# Gelderlanders



## Revena (28 June 2011)

I have a lot of questions, sorry! 
Firstly, Gelderlanders, are they a type or a breed?  If they are a breed in their own right how would you register them:  how would you breed a purebred (I haven't heard of any Gelderlander stallions standing in the UK)?  
If they are just a 'type' I assume that they would be registered as a dutch warmblood: if they are bred to say a Hanoverian, how would you go about registering them?  
Sorry for the dim questions but I'm an Irish fan usually  . Any other info on Gelderlanders would be gratefully appreciated.


----------



## GinnieRedwings (28 June 2011)

They are a breed as I understand it. They are relatively rare because they are carriage horses, not riding horses. Not sure about registration. I kow they are used as an add-on occasionally in the breeding of KWPN horses, but we have one on the yard and I have to say that altough his trot is very impressive, all I can say is that his conformation is very fit for purpose = driving, and not great for riding


----------



## 9tails (28 June 2011)

I have a Gelderlander.  As GinnieRedwings said, they are very definitely carriage horses.  I can only speak for mine, but she has very expressive paces; she goosesteps in walk, has a high stepping trot that is VERY bouncy and covers a lot of ground.  Other horses can canter to her natural trot.  Canter is also very expressive and covers a lot of ground.  Head carriage is naturally high.   Conformationally, many Gelderlanders are slightly cowhocked as they have a lot of power in their hind end, they make very good jumpers I've found.  They're not the most comfortable to ride but they are very beautiful :totallybiasedopinion:


----------



## SammyLuff (28 June 2011)

I find them very pig headed, obviously that's a general opinion and I'm sure there's some co-operative ones!


----------



## GinnieRedwings (28 June 2011)

Meet Pinkie and his impossibly high head carriage - and very fat & unfit in this pic, he normally looks much more athletic.

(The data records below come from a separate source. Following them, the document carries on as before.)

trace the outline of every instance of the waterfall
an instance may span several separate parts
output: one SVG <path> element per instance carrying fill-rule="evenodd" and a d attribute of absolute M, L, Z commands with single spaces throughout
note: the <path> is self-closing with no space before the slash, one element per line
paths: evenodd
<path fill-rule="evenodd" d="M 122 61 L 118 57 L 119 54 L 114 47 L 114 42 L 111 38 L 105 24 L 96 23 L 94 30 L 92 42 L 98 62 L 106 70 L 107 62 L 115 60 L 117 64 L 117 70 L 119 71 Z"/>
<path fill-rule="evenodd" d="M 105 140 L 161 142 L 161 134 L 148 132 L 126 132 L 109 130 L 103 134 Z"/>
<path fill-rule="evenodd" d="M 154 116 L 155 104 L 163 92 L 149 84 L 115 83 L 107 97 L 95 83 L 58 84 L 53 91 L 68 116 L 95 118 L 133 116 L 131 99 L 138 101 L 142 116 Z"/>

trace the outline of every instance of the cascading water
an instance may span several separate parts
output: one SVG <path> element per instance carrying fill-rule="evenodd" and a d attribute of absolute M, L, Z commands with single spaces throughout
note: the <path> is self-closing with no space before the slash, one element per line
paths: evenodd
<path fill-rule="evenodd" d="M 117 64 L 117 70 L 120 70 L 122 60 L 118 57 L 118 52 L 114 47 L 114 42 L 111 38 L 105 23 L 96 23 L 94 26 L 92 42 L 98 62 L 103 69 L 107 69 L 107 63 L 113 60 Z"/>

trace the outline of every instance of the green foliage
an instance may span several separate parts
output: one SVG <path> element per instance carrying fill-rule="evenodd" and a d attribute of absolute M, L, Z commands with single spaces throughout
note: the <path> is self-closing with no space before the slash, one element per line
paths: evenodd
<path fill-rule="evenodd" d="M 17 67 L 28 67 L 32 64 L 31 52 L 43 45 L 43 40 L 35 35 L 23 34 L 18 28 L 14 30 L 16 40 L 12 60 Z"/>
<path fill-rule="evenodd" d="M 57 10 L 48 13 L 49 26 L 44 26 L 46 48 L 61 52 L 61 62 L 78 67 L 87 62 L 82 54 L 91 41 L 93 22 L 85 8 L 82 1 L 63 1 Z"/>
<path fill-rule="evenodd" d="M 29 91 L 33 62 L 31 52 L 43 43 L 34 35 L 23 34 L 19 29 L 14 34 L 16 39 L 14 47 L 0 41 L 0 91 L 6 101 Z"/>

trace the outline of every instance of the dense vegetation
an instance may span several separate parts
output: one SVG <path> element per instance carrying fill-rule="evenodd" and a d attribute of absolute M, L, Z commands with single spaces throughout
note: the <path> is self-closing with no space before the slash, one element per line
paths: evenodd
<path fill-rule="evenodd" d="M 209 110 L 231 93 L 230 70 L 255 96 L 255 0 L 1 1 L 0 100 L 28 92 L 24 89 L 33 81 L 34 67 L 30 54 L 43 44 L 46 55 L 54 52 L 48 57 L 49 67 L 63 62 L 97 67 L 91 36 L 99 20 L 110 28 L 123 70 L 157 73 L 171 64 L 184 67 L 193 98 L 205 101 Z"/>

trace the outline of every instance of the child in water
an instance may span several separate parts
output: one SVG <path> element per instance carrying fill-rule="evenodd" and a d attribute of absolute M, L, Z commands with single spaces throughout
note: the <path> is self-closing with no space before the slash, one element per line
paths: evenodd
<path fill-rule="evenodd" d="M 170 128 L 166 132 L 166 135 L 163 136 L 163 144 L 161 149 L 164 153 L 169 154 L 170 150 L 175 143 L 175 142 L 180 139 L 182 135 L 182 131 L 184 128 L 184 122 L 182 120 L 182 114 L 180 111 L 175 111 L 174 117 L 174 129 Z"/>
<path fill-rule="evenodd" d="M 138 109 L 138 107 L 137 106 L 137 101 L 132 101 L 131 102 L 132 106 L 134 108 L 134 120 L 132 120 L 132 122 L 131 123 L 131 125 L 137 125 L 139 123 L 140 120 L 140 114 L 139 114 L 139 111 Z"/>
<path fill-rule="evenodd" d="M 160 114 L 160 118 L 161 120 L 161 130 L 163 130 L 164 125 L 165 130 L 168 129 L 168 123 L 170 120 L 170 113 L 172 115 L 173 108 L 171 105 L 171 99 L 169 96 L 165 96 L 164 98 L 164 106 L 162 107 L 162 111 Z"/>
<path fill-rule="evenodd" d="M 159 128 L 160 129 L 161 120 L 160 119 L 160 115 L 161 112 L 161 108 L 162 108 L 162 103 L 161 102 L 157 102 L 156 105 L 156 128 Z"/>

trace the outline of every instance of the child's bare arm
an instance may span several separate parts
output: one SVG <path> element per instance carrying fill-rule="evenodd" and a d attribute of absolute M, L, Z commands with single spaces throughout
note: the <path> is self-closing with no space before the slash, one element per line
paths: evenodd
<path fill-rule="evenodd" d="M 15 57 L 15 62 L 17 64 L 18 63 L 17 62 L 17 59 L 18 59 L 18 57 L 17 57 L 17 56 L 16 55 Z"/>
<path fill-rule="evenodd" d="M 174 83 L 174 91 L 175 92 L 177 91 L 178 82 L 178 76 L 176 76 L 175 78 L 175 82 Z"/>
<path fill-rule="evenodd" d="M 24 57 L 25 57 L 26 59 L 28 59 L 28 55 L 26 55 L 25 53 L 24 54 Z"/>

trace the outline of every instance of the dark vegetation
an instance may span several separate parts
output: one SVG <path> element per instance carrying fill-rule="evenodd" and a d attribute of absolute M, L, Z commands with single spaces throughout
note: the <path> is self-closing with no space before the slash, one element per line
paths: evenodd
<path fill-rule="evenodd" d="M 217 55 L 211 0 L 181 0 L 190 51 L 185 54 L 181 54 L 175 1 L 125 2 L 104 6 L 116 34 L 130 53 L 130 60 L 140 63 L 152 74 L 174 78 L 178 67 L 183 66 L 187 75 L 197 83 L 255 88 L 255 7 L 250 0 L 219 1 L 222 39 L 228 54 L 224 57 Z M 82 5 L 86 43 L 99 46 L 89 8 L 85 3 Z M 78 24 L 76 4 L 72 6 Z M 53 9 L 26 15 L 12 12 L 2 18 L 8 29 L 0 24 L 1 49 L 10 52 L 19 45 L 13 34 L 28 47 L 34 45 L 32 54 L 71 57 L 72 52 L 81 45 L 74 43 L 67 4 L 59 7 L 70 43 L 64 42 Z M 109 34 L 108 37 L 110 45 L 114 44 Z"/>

I agree with everything 9tails said - 3 expressive paces, though the canter is that of a horse not actually bred to canter, hind legs coming impossibly far underneath him considering he is built upside down, and a very good jump... however, the head carriage means he finds it difficult to come round through the back and extend over a jump - possibly akin to riding a stag  . 

Would just add that my experience is only based on that 1 horse, who is not pig headed as SammyLuff said, rather not particularly clever, though very sweet, a bit bolshy, not very sensitive (if he were a dog, he would definitely be a labrador ) & still thinks after 3 years of living next to a small wood that there is a tiger in there. 

Now, without wanting to sound rude, and accepting that it takes all sorts, Revena, may I ask why you want to breed one/from one/use one in your breeding programme and what is you aim in doing so?


----------



## Revena (28 June 2011)

Thanks for the responses! Ginnie, you certainly don't sound rude! I'm asking for a friend of mine.  The mare in question is a lovely mare in her early teens, my friend wants to breed something for herself and was looking to either put her to a Gelderlander (hence the purebred question) or a Hanoverian (she likes the look of Wolkenderry in particular).  As I said she is a lovely mare and moves beautifully.  The only problem conformation-wise is that she has a flat croup.


----------



## eventrider23 (28 June 2011)

The Gelderlander is definitely a breed and was in fact one of the foundation breeds for many of our current WB breeds - most especially the Dutch WB.  It is still bred in Europe as a driving horse on it's own.  I would agree that they tend to have expressive paces and high head carriage (from teh driving breeding) and tend to be slightly hot tempered but trainable.  I used to own a PB Gelder who could jump the moon.

Here is some more basic info:
http://en.wikipedia.org/wiki/Gelderland_horse


----------



## magic104 (28 June 2011)

Isnt the dressage horse Mr President pb Gelderland?  Not a fan of the full Gelderland as riding horses from the ones I have met.  Nothing wrong with their temperments but as said they were bred as carriage horses.


----------



## 9tails (28 June 2011)

GinnieRedwings said:



			possibly akin to riding a stag  .
		
Click to expand...

The advert for mine actually stated that she jumps like a stag.  I didn't realise at that time that they meant literally!  With practice though, this is getting better and I have a little video that shows us learning very basic (and small) gridwork.  

http://s654.photobucket.com/albums/uu262/9tails_2009/?action=view&current=IMG_3206.mp4

I don't find mine bolshy or pigheaded, she is a quick learner and eager to please.  Thrives on praise but gets terribly worried if reprimanded.  Mine also believes that there are tigers living in the jump pile beside the school, again 3 years she's shied past it and those tigers still haven't jumped out and eaten her.  But they MIGHT DO if she lets her guard down.


----------



## ZJR (28 June 2011)

my boy is full gelderlander and is my horse of a lifetime!
he was newly backed and gelded when i got him as a 9yo 4 and half years ago.. and after a lot of hard work and lessons, in the last year we got placed at BD Petplan area festival, got placed at Aintree dresage champs, won highest percentage of the season at riding club, we competed BE80 & 90 (certainly not disgracing ourselves i might add ) and hunted the season with CFDH...
who says gelderlanders are only good at driving?!?


----------



## JanetGeorge (29 June 2011)

SammyLuff said:



			I find them very pig headed, obviously that's a general opinion and I'm sure there's some co-operative ones!
		
Click to expand...

I've only met one close up - and he was a total pig.  Not necessarily his fault - he'd had a bad life - but he failed to recognise when things changed for the better.

I discussed him - and the breed generally - with probably the most experienced driving trainer in the country and his opinion of them was pretty unprintable.  Apparently if you get them young and keep on top of them, they are ok.  Once they get to 10, they don't change!


----------



## Shelleystrain64 (12 August 2020)

i used to own a gelderlander , yes they are a carrage horse but i used to jump mine BSJA RULES also xc and dressage .loving , kind horse with brillant manners now jumping in hungry .


----------



## 9tails (13 August 2020)

Gosh, a post from nine years ago!  My Gelderlander is alive and well, now 20, still not pig headed nor uncooperative.  Still amazing


----------